Another type of adhesion that keeps cells in place is their attachment to the extracellular matrix, the network of substances secreted by cells and found between them that helps to provide structure in tissues. Normally, if a cell is unable to attach to the extracellular matrix, it dies through induction of the cell suicide program known as apoptosis. Cancer cells, however, develop a means to avoid death in that situation.
In order to gain access to a blood or lymphatic channel, cancer cells must move through the extracellular matrix and penetrate the basement membrane of the vessel. To do that, they must be able to forge a path through tissues, a task they perform with the aid of enzymes that digest the extracellular matrix. The cell either synthesizes those proteins or stimulates cells in the matrix to do so. The breakdown of the extracellular matrix not only creates a path of least resistance through which cancer cells can migrate but also gives rise to many biologically active molecules—some that promote angiogenesis and others that attract additional cells to the site.
Dissemination
Once in the bloodstream, tumour cells are disseminated to regions throughout the body. Eventually those cells lodge in capillaries of other organs and exit into those organs, where they grow and establish new metastases.
Not all the cancer cells within a malignant tumour are able to spread. Although all the cells in a tumour derive from a single cell, successive divisions give rise to a heterogeneous group of cancer cells, only some of which develop the genetic alterations that allow the cell to seed other tissues. Of those cells that are able to break away from the parent tumour and enter the circulation, probably less than 1 in 10,000 actually ends up creating a new tumour at a distant site.
Although the location and nature of the primary tumour determine the patterns of dissemination, many tumours spread preferentially to certain sites. This situation can be explained in part by the architecture of the circulatory system and the natural routes of blood flow. Circulating cancer cells often establish metastases “downstream” from their originating organ. For example, because the lungs are usually the first organ through which the blood flows after leaving most organs, they are the most-common site of metastasis.
But circulation alone does not explain all cases of preferential spread.

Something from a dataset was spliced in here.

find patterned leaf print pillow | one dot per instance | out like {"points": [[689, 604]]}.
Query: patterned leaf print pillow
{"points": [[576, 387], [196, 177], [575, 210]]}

Clinical evidence suggests that a homing mechanism is responsible for some unlikely metastatic deposits. For example, prostate and breast cancers often disseminate first to the bone, and lung cancer often seeds new tumours in the adrenal glands. This homing phenomenon may be related to tumour cell recognition of specific “exit sites” from the circulation or to awareness of a particularly favourable—or forbidding— “soil” of another tissue. That may occur because of an affinity that exists between receptor proteins on the surface of cancer cells and molecules that are abundant in the extracellular matrix of specific tissues. In some instances, the circulating cells may even home back to the primary source, thus contributing to the growth of the primary tumour by reseeding.
Because metastasis is such a biologically complex phenomenon, it is unlikely that a single genetic defect brings it about. It seems more reasonable to predict that a number of aberrant genes contribute to the process. Investigation of circulating tumour cells isolated from patients may further scientists’ understanding of what determines metastatic behaviour. Attempts to discover what genes are involved are ongoing and, it is hoped, will lead to new therapeutic approaches that halt tumour spread.